Monday, September 03, 2007

A Brief Critique of Torture

Early on in my blog career I considered posting on torture when the Abu Ghraib scandal broke. I'm not quite sure why I eventually didn't post anything. But the topic nags me periodically and today I felt like saying something.

My thoughts are not a well developed nuanced political philosophy. They more flow from some personal growth I've been experiencing in my own Christian life. Believe it or not I'm going to link my sinful tendencies towards worry, anxiety, and fear of the future to torture. I believe them linked because both seek knowledge of the future which isn't available to us as mere creatures. That is both are an idolatry, a seeking to be God instead of a mere creature.

Let me carry this brief critique forward with some questions.

1) Do individuals and governments have a responsibility to care for life taking measures to protect it? Yes. The positive side of the sixth commandment requires caring for our lives and the lives of others.

2) Can torture by a government be a legitimate means of caring for the lives of the people governed? No.

I know that seems bold and narrow and straight forward with no gray areas. Personal and and national security can be an idol. Perhaps you know a germophobe. They're miserable to be around because they try to so protect they and their children's lives from germs that they can hardly do anything with anybody. They're paralyzed by their fear. They do foolish things because of their fear of the future; knowledge of which is unavailable to them.

I liken torture to this same kind of thinking. Unwilling to trust God with what may well be a violent end to the lives of some of our citizens we instead disobey God through dehumanizing people. The seeking of information about the future can be an idolatry in itself. Is torture really something different than other clearly pagan ways of trying to find out the future? Isn't all this an inability to reconcile our finitude as creatures with our lust for knowledge? Isn't this precisely what Eve and Adam sought in the garden, to be like God?

These are preliminary thoughts for sure. But it's an angle on torture that I haven't heard but which needs to be heard.

2 Comments:

At 7:28 PM, Anonymous Anonymous said...

Pastor Matt,

Spot on, and I'm one that has to counter those "evil men" some would argue torturing.

There are a grunchload of verses that apply also-Love thy enemies..., A soft answer turneth away wrath...., Be wily as serpents but pure as doves.

 
At 10:39 PM, Anonymous Anonymous said...

Pastor Matt,

Is a government caring for the lives of its citizens by not extracting information from a source they believe has said information, say, regarding the detonating of a nuclear "dirty bomb" in the middle of Time Square?

One could, it seems to me, make the same argument from the 6th commandment in defense of some use of "torture."

Another problem with this debate is in defining "torture" so as to get clear on what is, and what isn't, "torture."

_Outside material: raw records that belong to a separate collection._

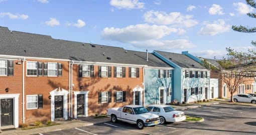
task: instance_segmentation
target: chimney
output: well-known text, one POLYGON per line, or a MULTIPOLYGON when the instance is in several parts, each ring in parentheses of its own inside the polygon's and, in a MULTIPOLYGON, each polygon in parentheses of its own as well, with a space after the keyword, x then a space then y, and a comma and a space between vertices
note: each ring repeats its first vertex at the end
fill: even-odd
POLYGON ((148 53, 148 49, 146 50, 147 52, 147 61, 149 61, 149 53, 148 53))

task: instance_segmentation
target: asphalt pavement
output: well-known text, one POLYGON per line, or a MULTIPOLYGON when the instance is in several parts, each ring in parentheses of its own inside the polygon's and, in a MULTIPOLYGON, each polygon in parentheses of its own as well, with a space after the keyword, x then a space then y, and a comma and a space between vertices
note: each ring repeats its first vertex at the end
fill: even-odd
MULTIPOLYGON (((202 105, 210 105, 219 103, 217 101, 204 103, 199 104, 192 104, 187 106, 172 105, 176 110, 182 110, 186 109, 198 107, 202 105)), ((39 134, 48 132, 74 128, 85 126, 91 125, 97 123, 103 123, 110 121, 110 118, 95 118, 92 116, 78 118, 77 119, 70 120, 55 121, 59 124, 53 126, 33 128, 30 129, 22 129, 21 128, 12 129, 10 130, 0 130, 1 134, 19 134, 28 135, 39 134)))

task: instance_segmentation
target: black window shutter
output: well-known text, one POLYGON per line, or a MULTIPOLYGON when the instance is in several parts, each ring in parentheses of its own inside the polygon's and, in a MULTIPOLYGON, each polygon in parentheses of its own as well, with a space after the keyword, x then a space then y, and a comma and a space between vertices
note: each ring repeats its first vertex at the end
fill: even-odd
POLYGON ((137 77, 137 78, 140 77, 140 68, 136 68, 136 77, 137 77))
POLYGON ((107 98, 108 98, 108 103, 111 103, 111 91, 108 91, 107 92, 107 98))
POLYGON ((14 76, 14 61, 9 60, 8 61, 8 76, 14 76))
POLYGON ((108 77, 111 77, 111 66, 108 66, 107 67, 107 69, 108 70, 108 73, 107 73, 107 76, 108 77))
POLYGON ((195 93, 196 95, 198 94, 198 87, 196 87, 195 93))
POLYGON ((204 71, 201 71, 201 78, 204 78, 204 71))
POLYGON ((98 76, 101 77, 101 66, 98 66, 98 76))
POLYGON ((122 91, 122 101, 125 102, 126 101, 125 100, 125 97, 126 97, 126 91, 122 91))
POLYGON ((114 102, 116 102, 116 91, 114 91, 114 102))
POLYGON ((114 67, 114 77, 116 77, 116 67, 114 67))
POLYGON ((43 95, 38 95, 38 108, 43 108, 43 95))
POLYGON ((62 76, 62 64, 58 63, 58 76, 62 76))
POLYGON ((192 74, 193 74, 193 71, 189 71, 189 78, 192 78, 192 74))
POLYGON ((98 103, 101 103, 101 92, 98 92, 98 103))
POLYGON ((90 75, 91 77, 94 77, 94 66, 93 65, 90 65, 90 71, 91 72, 90 75))
POLYGON ((47 76, 48 73, 47 73, 47 63, 45 62, 44 63, 44 76, 47 76))
POLYGON ((79 77, 83 76, 83 65, 79 65, 79 77))
POLYGON ((125 67, 122 67, 122 77, 125 77, 125 67))
POLYGON ((132 77, 132 68, 131 67, 129 67, 129 77, 132 77))
POLYGON ((38 76, 42 76, 43 75, 43 63, 42 62, 38 62, 38 76))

On a related point, what about police who pay "informants" for information regarding possible crimes? Is this an "idolatrous" search for knowledge of "the future?" Is it "immoral" to give money to informants who are, usually, lower-tier criminals themselves and will use that money for drugs, etc?

I just don't think we can broad brush this debate with charges of "sin" and "idolatry." Certainly we all have sin and idols. The desire to be safe may well certainly be an idol. But that doesn't mean that we should not have alarms on our homes and cars, that we shouldn't have police to keep the streets safe, etc.

I think your argument proves too much. I see no line of demarcation in your argument. Seems subject to reversal. That's my two cents.